Masuk ke rumah, suasana berbeda. Sepi, terkunci, hening....... Hanya ada hidangan berbuka yang memang sudah disiapkan oleh Mama saya. Entah sedang melankolis atau memang masih adaptasi, seketika saya langsung merasa sedih.........
Sedih karena tidak bisa menyiapkan hidangan berbuka dan buka puasa bersama. Sedih karena tidak bisa Shalat Maghrib berjamaah. Sedih karena tidak bisa bersiap dan menuju Masjid bersama. Sedih karena.......tidak bisa menjalankan Tarawih bersama keluarga, apalagi pada hari itu terdengar jelas Ayah sedang memberikan kultum di sana. Tapi yang paling membuat saya merasa sedih adalah............pikiran-pikiran negatif yang membuat saya takut jika di tahun-tahun berikutnya saya tidak diizinkan lagi untuk menjalankan Ramadhan bersama orang tua. "Lalu, kapan lagi waktunya jika bukan tahun ini?"

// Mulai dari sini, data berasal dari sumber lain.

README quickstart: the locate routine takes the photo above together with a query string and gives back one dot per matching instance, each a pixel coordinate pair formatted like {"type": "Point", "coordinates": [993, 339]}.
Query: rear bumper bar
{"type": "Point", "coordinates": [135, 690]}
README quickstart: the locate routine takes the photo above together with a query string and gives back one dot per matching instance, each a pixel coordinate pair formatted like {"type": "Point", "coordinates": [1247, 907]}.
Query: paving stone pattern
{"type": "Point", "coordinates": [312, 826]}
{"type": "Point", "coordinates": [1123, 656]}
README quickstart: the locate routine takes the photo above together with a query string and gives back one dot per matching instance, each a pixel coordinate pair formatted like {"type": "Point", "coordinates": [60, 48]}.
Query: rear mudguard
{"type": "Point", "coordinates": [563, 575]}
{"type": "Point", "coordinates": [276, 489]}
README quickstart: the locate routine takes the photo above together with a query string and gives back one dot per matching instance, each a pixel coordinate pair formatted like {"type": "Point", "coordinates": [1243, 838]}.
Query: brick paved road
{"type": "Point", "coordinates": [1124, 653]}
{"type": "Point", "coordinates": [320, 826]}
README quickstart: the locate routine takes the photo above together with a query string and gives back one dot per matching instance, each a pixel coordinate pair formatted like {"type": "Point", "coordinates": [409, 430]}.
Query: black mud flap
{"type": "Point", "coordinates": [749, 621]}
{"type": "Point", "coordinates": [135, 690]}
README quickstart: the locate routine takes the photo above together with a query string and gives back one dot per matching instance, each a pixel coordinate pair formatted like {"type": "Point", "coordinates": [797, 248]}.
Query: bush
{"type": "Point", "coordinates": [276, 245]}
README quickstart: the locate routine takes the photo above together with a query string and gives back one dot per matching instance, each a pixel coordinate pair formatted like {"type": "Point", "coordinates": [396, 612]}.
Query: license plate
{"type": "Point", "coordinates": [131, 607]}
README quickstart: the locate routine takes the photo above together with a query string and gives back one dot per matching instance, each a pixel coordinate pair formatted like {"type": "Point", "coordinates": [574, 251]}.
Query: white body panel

Sontak saya pun langsung berkaca-kaca, menyadari bahwa betapa berharganya waktu. Saya harus bersyukur karena masih diizinkan menjalankan Ramadhan bersama di tahun-tahun sebelumnya, dan harus berusaha mengkualitaskan Ramadhan tahun ini bersama mereka.
----------
Entah lah tahun ini terasa sangat berbeda, mungkin karena baru kali pertama, belum terbiasa, dan belum bisa beradaptasi dengan keadaan baru yang sekarang. Cemen juga sih, gitu aja sedih, padahal kan "namanya juga hidup, berputar, ada siklusnya" hehehe untuk hari-hari dan tahun-tahun selanjutnya, Bismillah aja. Saya yakin ini hanya perihal waktu :")
Terima kasih yaAllah karena sudah mengizinkan saya untuk bisa merasakan kembali bulan Ramadhan di tahun ini.